The man's features clouded with disbelief. He stood rooted to the spot for the next minute, but what he ultimately would have done, even he never found out.
*
What happened next would go down in legends.
The door exploded inwards with such force it knocked over the heavy council table. Several of the Monetarists screamed pitifully, and ducked, and fled to the far corners of the room.
*
"Isn't the room round?" Erika wondered, not able to take another wild inaccuracy.
"Shhh," Olivier shushed her. "I'm trying to tell a story here!"
"He is good at telling stories," E'nisse commented. "I can see why Lucia likes him."
"Please?"
"Of course."
*
"What is the meaning of this?" Lolorito demanded, having been the only one to hold his seat. 
"Ryosen, the Samurai," Ilberd spat. "The one called the'Sword Saint'."
"And you," the Sword Saint whispered, his eyes burning, "are the one called the 'Rabid turncoat'."

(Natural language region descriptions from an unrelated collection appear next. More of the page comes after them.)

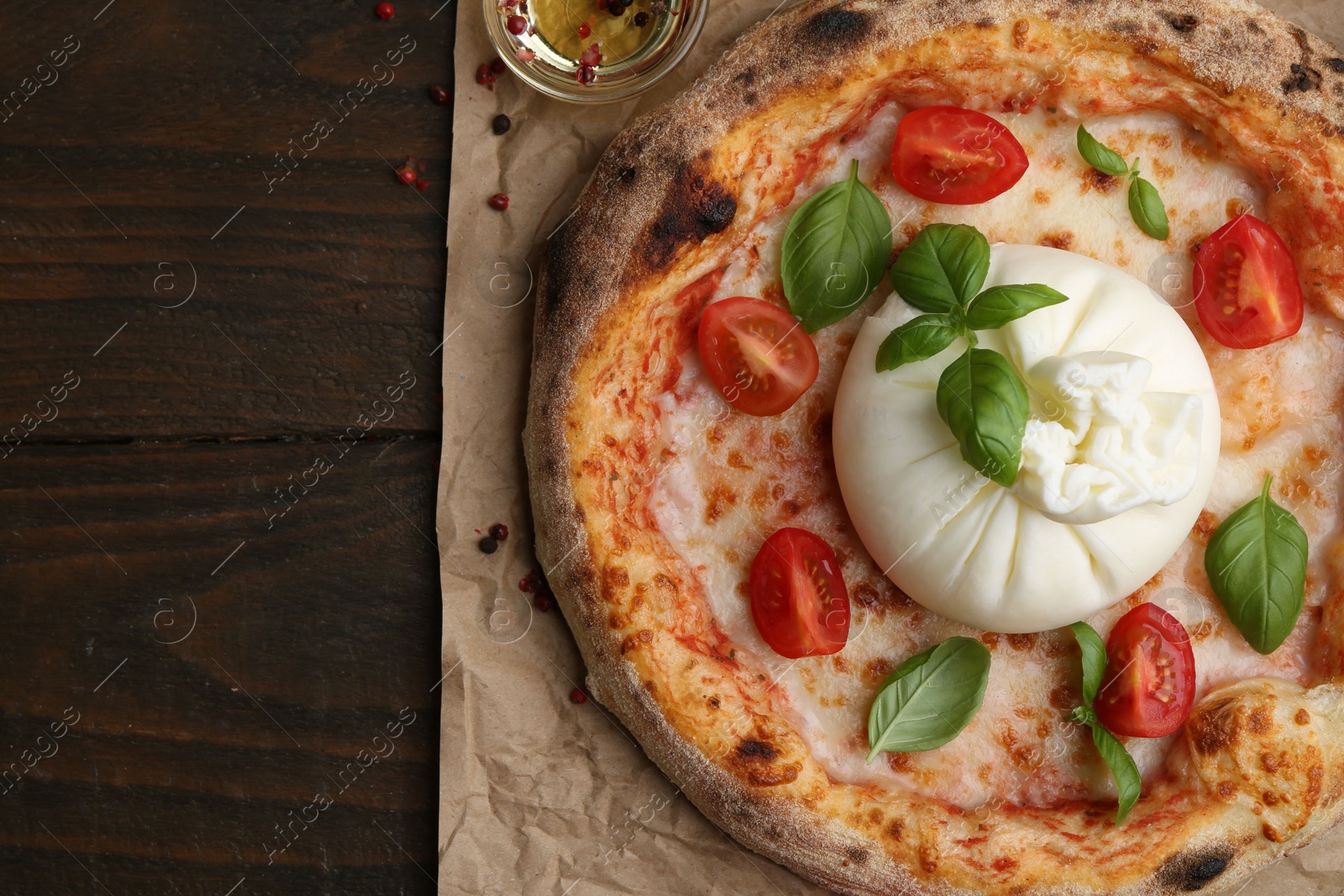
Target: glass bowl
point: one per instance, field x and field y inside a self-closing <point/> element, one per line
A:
<point x="550" y="51"/>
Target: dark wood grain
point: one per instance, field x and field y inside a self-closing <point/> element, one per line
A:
<point x="306" y="645"/>
<point x="226" y="663"/>
<point x="167" y="120"/>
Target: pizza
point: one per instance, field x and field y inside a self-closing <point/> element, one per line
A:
<point x="934" y="436"/>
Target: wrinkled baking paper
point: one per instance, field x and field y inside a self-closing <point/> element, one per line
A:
<point x="537" y="794"/>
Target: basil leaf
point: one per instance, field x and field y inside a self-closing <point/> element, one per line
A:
<point x="942" y="268"/>
<point x="1095" y="661"/>
<point x="1257" y="567"/>
<point x="1122" y="768"/>
<point x="1121" y="765"/>
<point x="1000" y="305"/>
<point x="929" y="699"/>
<point x="917" y="340"/>
<point x="1147" y="208"/>
<point x="984" y="403"/>
<point x="835" y="249"/>
<point x="1100" y="156"/>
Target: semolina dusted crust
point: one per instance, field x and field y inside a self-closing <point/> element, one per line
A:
<point x="1261" y="768"/>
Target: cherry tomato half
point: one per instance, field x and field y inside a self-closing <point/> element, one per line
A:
<point x="799" y="600"/>
<point x="956" y="156"/>
<point x="1149" y="683"/>
<point x="757" y="355"/>
<point x="1247" y="288"/>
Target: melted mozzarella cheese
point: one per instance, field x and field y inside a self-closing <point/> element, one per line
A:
<point x="1116" y="469"/>
<point x="730" y="479"/>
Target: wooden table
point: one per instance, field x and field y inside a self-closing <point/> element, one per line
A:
<point x="206" y="627"/>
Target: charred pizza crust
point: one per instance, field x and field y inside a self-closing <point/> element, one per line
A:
<point x="1263" y="763"/>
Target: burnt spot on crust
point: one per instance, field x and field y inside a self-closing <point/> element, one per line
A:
<point x="1101" y="181"/>
<point x="835" y="27"/>
<point x="1214" y="727"/>
<point x="1062" y="239"/>
<point x="753" y="750"/>
<point x="696" y="207"/>
<point x="757" y="758"/>
<point x="1193" y="871"/>
<point x="1184" y="23"/>
<point x="1304" y="78"/>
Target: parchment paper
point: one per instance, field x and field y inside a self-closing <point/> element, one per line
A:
<point x="537" y="794"/>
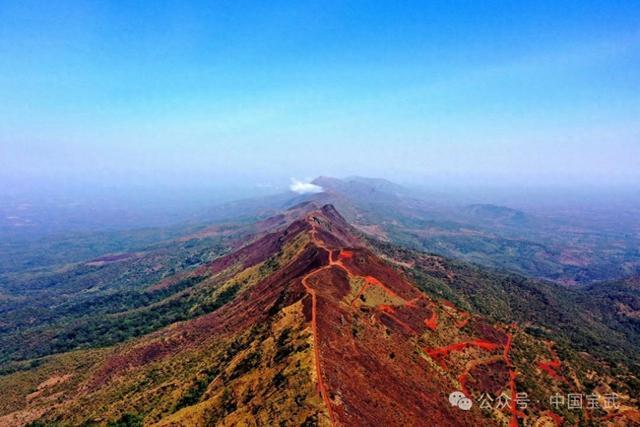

"Mister Ryosen," Lolorito challenged him. "How dare you brandish weapons in here? This is a hallowed hall!"
"Not so hallowed that you don't lie and cheat!" the Samurai grated. "Or betray the ones who have saved you and yours time and again! I think the Twelve will agree that a trouncing is long overdue. The Kami of my people certainly would." He raised his weapon, and everyone was startled to see it was a baton—no, a thick flute—not a sword. "Tell me where the Scions are, or no one leaves today alive!"
Some of the cowering merchant elites moaned and whimpered. Some prayed to a god they would have tried to cheat only hours before.
Ilberd stepped forward, a nasty smile splitting his face. "They are dead, all of them! I killed them with this very sword!" He unsheathed his magnificent scimitar, Lionshead and kissed it. "You have some guts coming at me with that flute! You don't even have a real sword, and you dare think to 'avenge' those traitors as you are?" He leered at the wooden Bokken at the Samurai's waist.
"On your guard, turncoat!"
The two men stood regarding each other for several long moments. It occured to Lolorito to look outside the hall. Hundreds of guards stood outside, looking on pathetically. Brass Blades, Immortal Flames, Crystal Braves, and even some of the elite, white-clad Sultansworn. Not a one of them had opposed the Samurai's explosive entry into the very heart of the city. What had happened? How had he managed to so utterly cow several armies?
Then the tense standoff ended. The Samurai became a blur, disappearing and reappearing behind his opponent, with several loud thwacks of wood on skin echoed through the room. 
Ilberd roared with pain and his sword clanged to the floor from nerveless fingers. A heartbeat after, he fell to one knee, gasping for breath. One hand, the left one, clutched at his chest, where the flute—the damned flute!—had evidently struck at his solar plexus.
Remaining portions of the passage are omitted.